If you thought Windows was the most popular operating system for Intel x86-based PCs, think again. That’s because Intel has been running a complete operating system within its CPUs for almost a decade without ever revealing that to any of its customers. Called MINIX, Intel’s built-in Management Engine is now a matter of furious debate across the global tech community as well as privacy advocacy groups for what its undisclosed presence all these years may have meant for our computers, our data and our privacy. What’s even more disconcerting is the extensive range of functions the OS has, including a full networking stack, file systems, various driver software, as well as a whole web server.
According to reports, MINIX is an Unix-like open-source OS originally developed by revered software programmer Andrew Tanenbaum as an educational tool back in the eighties. Although its original purpose was to demonstrate operating system programming to students, the primary aim of development shifted from education to the creation of a reliable, fault-tolerant and self-healing microkernel OS with the release of MINIX 3 in 2005. It is a version of this particular OS that now reportedly runs inside each Intel CPU, with the company said to be shipping the software with their chips 2008 onwards. So chances are, if you’re rocking an Intel CPU, you have also had it on your device all these years as long as you’re not running a PC from the Jurassic Age.
The fact the Intel has been doing this without intimating the users raises a whole host of technological and ethical questions. The software is said to be running on “Ring -3” level on its own CPU. Read that again, that’s Ring negative 3. Whole three levels deeper than Ring 0, which refers to the kernel of your OS and, is generally the lowest level that users generally have access to. Regular software programs that we use on a daily basis, say for instance, take place in “Ring 3” (positive 3); whole six levels above where MINIX lies. And that is exactly what’s raising the hackles on many security experts, who believe it’s presenting a huge privacy and security risk for all users as it’s running its services without ever being updated with security patches.

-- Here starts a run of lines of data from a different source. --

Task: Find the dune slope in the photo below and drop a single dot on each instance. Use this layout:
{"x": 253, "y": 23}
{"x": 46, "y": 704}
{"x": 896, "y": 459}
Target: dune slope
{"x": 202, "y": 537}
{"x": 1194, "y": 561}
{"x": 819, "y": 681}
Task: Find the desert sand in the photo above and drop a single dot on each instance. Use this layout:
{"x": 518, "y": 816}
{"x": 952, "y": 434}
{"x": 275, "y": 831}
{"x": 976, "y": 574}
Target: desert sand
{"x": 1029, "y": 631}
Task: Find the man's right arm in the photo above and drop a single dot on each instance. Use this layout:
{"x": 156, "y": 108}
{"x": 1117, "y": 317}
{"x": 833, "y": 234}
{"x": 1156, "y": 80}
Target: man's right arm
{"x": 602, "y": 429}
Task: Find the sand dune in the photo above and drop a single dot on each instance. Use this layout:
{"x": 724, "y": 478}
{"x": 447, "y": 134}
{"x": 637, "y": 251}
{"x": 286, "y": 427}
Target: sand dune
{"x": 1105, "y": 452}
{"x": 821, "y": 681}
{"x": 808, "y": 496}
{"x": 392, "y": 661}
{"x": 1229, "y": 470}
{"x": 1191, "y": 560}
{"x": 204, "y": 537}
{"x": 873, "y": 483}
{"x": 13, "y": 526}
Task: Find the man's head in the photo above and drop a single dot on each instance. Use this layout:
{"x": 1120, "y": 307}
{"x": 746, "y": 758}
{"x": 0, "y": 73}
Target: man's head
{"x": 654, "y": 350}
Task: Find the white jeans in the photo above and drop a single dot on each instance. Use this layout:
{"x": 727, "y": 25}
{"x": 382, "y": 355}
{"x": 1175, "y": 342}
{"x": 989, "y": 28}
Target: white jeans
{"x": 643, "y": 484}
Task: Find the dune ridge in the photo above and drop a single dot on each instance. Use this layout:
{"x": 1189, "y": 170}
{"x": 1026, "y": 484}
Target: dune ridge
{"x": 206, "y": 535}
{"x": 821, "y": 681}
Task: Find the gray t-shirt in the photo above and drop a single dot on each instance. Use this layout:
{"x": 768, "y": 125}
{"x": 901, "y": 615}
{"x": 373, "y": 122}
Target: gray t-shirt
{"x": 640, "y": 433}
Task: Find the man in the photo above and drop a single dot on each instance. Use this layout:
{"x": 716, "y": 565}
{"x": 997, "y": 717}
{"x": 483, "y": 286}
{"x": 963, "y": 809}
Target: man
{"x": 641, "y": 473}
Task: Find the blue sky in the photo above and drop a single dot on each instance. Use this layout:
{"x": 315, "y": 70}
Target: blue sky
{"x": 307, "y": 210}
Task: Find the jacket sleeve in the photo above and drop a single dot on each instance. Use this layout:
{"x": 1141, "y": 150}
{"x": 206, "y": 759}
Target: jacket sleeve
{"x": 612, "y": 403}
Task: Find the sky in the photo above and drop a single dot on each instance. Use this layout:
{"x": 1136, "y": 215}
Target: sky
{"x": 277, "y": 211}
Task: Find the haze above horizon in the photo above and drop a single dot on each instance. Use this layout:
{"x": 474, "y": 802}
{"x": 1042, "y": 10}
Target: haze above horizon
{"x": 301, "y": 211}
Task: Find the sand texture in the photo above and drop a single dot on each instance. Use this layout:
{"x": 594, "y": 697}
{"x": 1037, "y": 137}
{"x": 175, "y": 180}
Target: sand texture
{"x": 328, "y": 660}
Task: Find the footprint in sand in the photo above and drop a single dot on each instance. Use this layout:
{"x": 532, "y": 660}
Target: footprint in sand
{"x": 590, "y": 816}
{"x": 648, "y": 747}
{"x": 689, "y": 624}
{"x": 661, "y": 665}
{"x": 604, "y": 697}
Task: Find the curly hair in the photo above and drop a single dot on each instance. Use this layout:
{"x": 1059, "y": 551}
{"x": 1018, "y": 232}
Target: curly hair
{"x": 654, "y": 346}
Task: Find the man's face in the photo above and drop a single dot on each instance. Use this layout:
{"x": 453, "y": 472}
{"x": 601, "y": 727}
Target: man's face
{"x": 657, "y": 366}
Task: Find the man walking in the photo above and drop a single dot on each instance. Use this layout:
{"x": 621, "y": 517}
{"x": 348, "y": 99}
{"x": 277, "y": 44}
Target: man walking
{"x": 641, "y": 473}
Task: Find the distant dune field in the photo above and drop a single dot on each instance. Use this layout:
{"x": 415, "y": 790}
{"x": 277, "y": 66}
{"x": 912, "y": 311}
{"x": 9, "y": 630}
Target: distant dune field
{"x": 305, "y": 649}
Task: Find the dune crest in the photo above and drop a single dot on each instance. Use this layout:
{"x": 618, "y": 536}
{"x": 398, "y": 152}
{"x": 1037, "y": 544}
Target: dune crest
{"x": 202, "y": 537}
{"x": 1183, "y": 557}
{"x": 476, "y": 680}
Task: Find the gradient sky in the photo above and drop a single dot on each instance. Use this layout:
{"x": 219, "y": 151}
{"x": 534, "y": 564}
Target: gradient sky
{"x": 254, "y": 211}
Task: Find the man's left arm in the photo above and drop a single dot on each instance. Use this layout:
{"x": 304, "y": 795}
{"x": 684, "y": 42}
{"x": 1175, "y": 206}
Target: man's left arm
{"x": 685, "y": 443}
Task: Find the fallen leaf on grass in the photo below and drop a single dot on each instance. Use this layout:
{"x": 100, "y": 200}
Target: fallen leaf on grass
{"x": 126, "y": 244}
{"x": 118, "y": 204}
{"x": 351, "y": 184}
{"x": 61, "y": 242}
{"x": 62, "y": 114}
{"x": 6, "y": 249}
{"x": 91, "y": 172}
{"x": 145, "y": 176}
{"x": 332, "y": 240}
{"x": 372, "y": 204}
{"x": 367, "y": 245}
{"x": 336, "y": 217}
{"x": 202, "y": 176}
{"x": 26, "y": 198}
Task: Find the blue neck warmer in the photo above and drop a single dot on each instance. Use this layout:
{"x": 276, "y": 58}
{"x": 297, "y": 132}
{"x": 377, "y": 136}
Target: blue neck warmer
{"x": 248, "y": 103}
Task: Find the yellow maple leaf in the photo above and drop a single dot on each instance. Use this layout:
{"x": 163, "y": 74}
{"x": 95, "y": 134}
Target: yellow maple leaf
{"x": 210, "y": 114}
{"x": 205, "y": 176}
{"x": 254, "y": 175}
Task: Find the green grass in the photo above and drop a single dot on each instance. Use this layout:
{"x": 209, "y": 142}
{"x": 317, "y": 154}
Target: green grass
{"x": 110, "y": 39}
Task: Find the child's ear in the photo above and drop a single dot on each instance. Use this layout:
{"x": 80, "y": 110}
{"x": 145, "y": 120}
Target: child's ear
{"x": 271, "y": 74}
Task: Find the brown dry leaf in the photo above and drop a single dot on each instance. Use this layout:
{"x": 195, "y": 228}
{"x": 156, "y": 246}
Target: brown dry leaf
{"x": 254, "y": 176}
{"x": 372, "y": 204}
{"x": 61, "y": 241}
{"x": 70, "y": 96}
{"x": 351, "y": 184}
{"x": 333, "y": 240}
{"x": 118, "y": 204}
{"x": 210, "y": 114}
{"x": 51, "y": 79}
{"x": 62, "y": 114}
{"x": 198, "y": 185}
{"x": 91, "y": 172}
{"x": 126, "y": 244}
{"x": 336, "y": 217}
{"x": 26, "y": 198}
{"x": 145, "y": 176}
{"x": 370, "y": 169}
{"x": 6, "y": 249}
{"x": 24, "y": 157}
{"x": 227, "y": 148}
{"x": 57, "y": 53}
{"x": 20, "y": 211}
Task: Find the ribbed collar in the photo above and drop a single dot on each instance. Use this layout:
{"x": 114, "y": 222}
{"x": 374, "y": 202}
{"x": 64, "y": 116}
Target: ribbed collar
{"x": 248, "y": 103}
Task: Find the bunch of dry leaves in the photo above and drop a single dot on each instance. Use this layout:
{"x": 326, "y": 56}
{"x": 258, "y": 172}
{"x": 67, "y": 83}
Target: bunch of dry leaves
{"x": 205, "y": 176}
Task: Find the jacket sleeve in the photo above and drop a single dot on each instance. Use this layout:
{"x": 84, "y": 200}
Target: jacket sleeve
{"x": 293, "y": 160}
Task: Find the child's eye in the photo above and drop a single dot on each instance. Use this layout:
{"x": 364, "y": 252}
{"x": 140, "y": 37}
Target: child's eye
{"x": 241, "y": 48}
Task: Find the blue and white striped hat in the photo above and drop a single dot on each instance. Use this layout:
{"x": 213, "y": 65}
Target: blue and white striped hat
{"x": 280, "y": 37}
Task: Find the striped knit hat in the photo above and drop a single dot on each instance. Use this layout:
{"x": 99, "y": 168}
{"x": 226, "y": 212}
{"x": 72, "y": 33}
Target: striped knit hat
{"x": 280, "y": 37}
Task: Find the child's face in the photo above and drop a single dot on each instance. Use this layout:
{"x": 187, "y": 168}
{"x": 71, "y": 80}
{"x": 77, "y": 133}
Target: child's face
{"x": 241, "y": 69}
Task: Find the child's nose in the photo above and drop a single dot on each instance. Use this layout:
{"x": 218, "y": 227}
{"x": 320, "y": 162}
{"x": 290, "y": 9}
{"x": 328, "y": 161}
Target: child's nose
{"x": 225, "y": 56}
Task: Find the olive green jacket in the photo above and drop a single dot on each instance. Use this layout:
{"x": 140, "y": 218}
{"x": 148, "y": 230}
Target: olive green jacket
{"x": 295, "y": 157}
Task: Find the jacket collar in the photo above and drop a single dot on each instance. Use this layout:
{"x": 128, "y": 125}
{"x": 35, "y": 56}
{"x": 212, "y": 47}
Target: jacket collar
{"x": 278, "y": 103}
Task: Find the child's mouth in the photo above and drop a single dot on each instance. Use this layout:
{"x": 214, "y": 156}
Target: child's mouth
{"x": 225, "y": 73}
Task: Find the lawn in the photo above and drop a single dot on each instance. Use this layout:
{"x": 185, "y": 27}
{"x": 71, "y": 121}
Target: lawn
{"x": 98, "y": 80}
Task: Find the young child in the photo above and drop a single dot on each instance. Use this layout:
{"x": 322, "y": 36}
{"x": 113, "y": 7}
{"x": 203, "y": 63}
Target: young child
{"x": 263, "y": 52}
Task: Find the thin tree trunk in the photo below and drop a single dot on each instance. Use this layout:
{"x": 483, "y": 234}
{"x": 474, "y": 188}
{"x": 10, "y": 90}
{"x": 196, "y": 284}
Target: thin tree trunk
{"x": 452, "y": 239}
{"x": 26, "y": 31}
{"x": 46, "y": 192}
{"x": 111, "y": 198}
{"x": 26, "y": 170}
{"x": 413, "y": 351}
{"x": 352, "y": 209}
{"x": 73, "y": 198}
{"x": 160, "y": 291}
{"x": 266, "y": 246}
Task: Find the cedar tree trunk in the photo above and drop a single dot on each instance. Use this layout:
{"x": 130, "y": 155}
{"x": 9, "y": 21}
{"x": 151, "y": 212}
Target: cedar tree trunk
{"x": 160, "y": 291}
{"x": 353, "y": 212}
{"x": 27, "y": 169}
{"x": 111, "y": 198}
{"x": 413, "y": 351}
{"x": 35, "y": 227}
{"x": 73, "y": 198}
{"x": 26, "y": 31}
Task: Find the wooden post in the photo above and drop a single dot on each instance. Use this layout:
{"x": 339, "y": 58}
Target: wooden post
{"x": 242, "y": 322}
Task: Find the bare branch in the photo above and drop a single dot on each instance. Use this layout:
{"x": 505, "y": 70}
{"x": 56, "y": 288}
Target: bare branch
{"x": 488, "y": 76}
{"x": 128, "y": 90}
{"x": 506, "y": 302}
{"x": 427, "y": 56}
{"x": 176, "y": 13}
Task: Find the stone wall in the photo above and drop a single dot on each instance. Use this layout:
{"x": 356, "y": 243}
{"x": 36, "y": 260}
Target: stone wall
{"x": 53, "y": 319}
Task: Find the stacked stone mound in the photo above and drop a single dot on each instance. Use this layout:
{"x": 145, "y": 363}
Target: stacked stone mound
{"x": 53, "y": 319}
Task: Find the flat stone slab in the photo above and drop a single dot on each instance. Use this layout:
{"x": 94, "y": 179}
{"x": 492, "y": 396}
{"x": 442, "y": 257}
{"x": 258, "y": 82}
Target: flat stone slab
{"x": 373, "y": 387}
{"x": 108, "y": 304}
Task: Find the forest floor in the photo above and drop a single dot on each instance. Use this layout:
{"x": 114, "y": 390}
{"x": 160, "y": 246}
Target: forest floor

Intel’s MINIX deployment has been so surreptitious that even the creator of the software had nary an inkling that the company was using his creation on its products. But now that the news is out in the open, many companies have apparently started to take the MINIX menace seriously with Google said to be one of those that are particularly concerned about what this might mean for their customers. The search giant is said to be “actively working” to remove Intel’s Management Engine from their internal servers, as the company believes that there’s a clear and present danger to the company from MINIX’s extensive range of functions if they keep running on its systems.